Jane Black was intrigued. She had never seen such important men in her village before – Blackway was too far from the normal routes for any officials to bother to stop off – and she was not sure why they were so interested in old man Brewer’s boy. The visitors did not seem to want to explain, but that did not matter to her; she knew that her husband would tell her all about it later. As she listened, though, it was the knight who caught her attention. He seemed so earnest, so intent, as he watched her, and as she responded to their questions she saw that his gaze fell upon her lips, as if trying to make sense of her words before their meaning could even be imparted to his brain by his ears, as if everything she said was so crucial, of such fascination, that he had to listen with his whole soul.

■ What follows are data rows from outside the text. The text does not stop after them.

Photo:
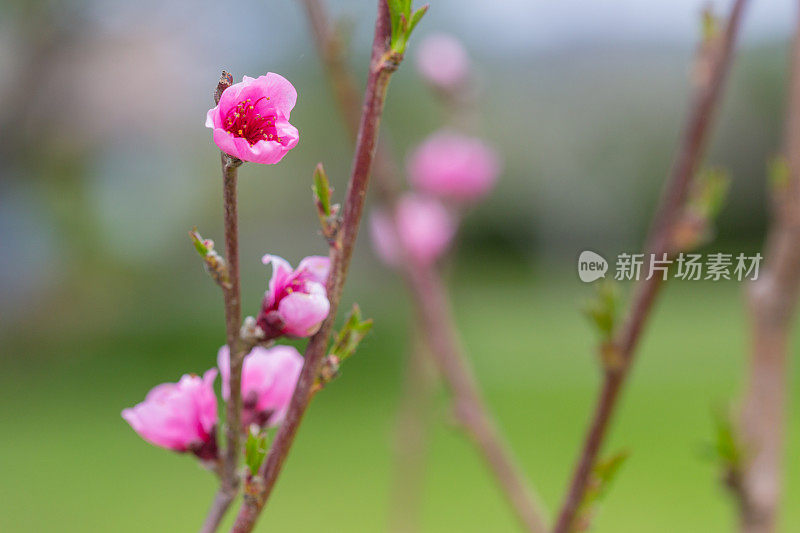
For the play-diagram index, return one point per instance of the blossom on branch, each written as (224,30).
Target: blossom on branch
(269,376)
(296,301)
(421,227)
(442,61)
(454,166)
(251,121)
(179,416)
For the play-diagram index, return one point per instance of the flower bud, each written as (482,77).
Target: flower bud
(296,302)
(442,61)
(179,416)
(453,166)
(421,227)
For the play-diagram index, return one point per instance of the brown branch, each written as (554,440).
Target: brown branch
(445,348)
(693,141)
(773,302)
(382,65)
(229,480)
(469,407)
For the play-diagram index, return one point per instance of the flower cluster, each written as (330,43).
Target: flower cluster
(447,171)
(250,123)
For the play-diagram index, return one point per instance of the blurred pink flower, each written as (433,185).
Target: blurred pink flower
(296,302)
(421,225)
(454,166)
(442,61)
(251,121)
(269,376)
(179,416)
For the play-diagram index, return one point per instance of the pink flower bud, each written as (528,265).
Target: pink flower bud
(296,302)
(442,61)
(179,416)
(251,121)
(269,376)
(454,166)
(421,225)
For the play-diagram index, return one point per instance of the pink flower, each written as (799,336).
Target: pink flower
(251,121)
(269,376)
(296,302)
(454,166)
(421,225)
(179,416)
(442,61)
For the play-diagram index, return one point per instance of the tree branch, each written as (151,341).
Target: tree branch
(705,101)
(431,302)
(772,304)
(382,65)
(229,480)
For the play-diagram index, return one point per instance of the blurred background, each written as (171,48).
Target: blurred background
(106,165)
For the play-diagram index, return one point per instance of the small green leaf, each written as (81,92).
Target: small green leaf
(199,243)
(603,475)
(417,16)
(709,193)
(255,449)
(602,309)
(726,448)
(779,174)
(403,22)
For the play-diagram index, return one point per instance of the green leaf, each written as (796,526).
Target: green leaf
(709,193)
(199,243)
(255,449)
(403,22)
(779,174)
(417,16)
(602,310)
(351,334)
(603,475)
(726,448)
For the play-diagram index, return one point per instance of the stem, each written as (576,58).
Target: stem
(446,350)
(773,302)
(229,481)
(382,66)
(411,441)
(701,113)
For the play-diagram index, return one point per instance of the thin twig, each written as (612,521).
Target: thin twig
(469,406)
(445,348)
(701,113)
(773,301)
(382,65)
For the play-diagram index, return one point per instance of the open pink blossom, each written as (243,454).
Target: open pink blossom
(179,416)
(269,376)
(421,225)
(251,121)
(296,301)
(442,61)
(454,166)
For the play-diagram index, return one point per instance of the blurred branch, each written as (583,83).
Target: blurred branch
(382,66)
(772,304)
(716,56)
(431,301)
(411,439)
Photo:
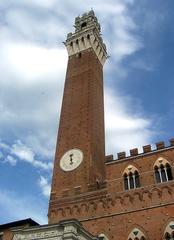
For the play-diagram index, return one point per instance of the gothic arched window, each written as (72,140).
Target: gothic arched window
(131,178)
(163,171)
(136,234)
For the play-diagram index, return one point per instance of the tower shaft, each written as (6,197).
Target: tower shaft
(80,152)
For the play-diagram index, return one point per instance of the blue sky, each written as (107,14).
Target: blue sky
(139,85)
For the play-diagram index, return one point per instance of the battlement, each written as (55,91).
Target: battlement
(87,35)
(147,149)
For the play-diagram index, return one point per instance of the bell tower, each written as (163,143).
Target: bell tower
(79,166)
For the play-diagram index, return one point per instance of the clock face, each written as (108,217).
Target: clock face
(71,159)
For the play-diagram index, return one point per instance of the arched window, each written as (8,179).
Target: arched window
(102,236)
(163,171)
(136,234)
(131,178)
(169,231)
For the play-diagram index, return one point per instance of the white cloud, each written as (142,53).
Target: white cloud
(10,203)
(44,185)
(23,152)
(11,160)
(125,129)
(20,151)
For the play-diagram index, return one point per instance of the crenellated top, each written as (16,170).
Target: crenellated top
(147,149)
(87,35)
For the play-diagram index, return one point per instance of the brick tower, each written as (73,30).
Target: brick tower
(79,167)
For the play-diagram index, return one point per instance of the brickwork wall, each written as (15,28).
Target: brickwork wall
(81,126)
(115,211)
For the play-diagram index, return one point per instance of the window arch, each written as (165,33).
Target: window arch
(163,170)
(131,178)
(136,234)
(169,231)
(102,236)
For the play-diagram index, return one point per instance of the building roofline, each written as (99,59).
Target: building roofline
(110,159)
(18,223)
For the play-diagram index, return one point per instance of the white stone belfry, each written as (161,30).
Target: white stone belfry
(87,35)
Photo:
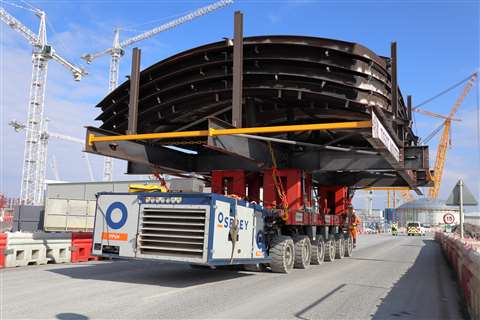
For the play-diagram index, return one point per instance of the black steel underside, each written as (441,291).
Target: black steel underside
(286,80)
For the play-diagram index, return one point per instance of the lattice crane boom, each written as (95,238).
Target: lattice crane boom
(444,141)
(16,25)
(35,153)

“Do you remember his name?” Simon asked.
Jane Black slowly wiped her hands on the cloth that served as an apron while she lost herself in her past, in the times when she was a young girl, long before she met John Black, and when the Brewer family had been together. Slowly the pictures started to come to life, as she recalled faded visions of years long passed, of a boy with a simple rough tunic who always seemed to be close to tears from the beatings his father gave, a boy who longed for a mother, but whose mother had died during his birth, a boy who wanted love and affection from a father who seemed to blame him for his widowhood. He had always seemed cowed, like a dog that was thrashed too often, waiting for the next whipping. She had always felt a sneaking sorrow for him, as if she could have taken him up and helped him, perhaps by becoming the sister he had never had. But kindness between children was difficult. She had given in and joined in the vicious jibes and sneers of her friends. When had he left the area?
“His name was Morgan; he was named after the father of his mother,” she said, her eyes seeing only the past.